Overall impression: A very nice flavour. I’m surprised by the ingredients in this one — it tastes like it should have something citrusy or creamy or something in it, but it’s just rooibos and flowers. Still, delicious, especially warm. And smelling the dry tea is wonderful as well!
My rating: 84. A-. It would’ve made a straight A if it were as good cooled as it is hot. Still, it’s got a lovely flavour for a dessert tea, making a great and calorie free alternative to the real food.
This tea is an interesting one, because I swear to you, it is best served in a clear vessel. It will do fine in plain mugs as well taste-wise, don’t get me wrong, but it has a visual element to it. This is a tea that I will never ever ever drink out of an opaque travel mug, because I would miss the visual element, which is part of the enjoyment and wonder of the tea itself.
As it is, I would brew it in a clear teapot, like on should use for flowering teas, if I had one. As it is, I don’t, so I try to make the most of it in-cup as I can.
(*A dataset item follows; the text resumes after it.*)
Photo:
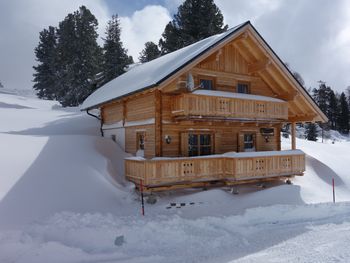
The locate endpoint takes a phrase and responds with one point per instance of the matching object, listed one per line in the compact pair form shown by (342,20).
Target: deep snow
(63,199)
What makes this tea so special you ask? Well, the short version is that it sparkles. Tiny specks of glitter appear to be floating in the tea, making for a beautiful sight, especially when looked at directly under a source of light. Yes, this tea is absolutely perfect for those who like a little bling, those who enjoy a bit of magic and whimsy in their food and drink, and Twilight fans alike (but only perhaps if you’re Team Edward).
Myself? I fall closest to the whimsical side of things if had to choose. In any case, having the beautiful visual element makes my day.
That being said, on with the review.
Steeped: 1 tbsp in my 2-cup pot with freshly boiled water
First Cup: Brewed 5 minutes
This tea is very mild, with a vanilla aftertaste. The spices come through as well, for sure, but the overall flavour is very mild and light. I wonder if it might do well with a longer steep time. That being said, the visual experience is AMAZING!!! I love watching all the suspended sparkles in the tea.
Second cup: Brewed about 40 minutes. Milk added.
I tried a little bit clear before I poured the cup proper with milk… no real change in flavour strength.
Usually, when I make it with milk, the top still sparkles beautifully, but I can’t seem to make it do so this time. That being said, the milk goes quite well with the vanilla. The spices still seem underdeveloped, but I’m enjoying the sweetness of the tea as a whole.
Third cup: Resteep. Brewed for around 30 minutes.
There is a mild substance to the flavour… a sweet, vanilla, spiced somethingness. It’s still very weak, and I wish it was stronger, but it’s still good. Also, the tea is just as visually interesting as it was on the first cup. Seriously, I love these sparkles.
Fourth cup: Same resteep. Brewed for around an hour. Added milk.
The sweetness and slight spiced-ness are still coming through as I sip. I wish I’d left the milk out though I prefered it without milk, I think. Plus, it’s still not as sparkly with the milk as usually is still. Perhaps I put in less gold sugar balls somehow or something? That being said, I let the last half the cup cool while I ate lunch… the sweetness and slight mulled/spiced-ness was nice after my meal.
Overall impression: A little lighter in flavour than I like, but still quite nice. For those of you who have tried Bigalow’s Constant Comment before, it’s like that tea with vanilla and sparkles added to it. Seriously, though, I might have to pick up a large amount of this tea just to watch it glitter. I love it!
My rating: 83. A-. I may have rated it lower for taste alone, but the visual element is A+++++ so I have to balance them out a bit.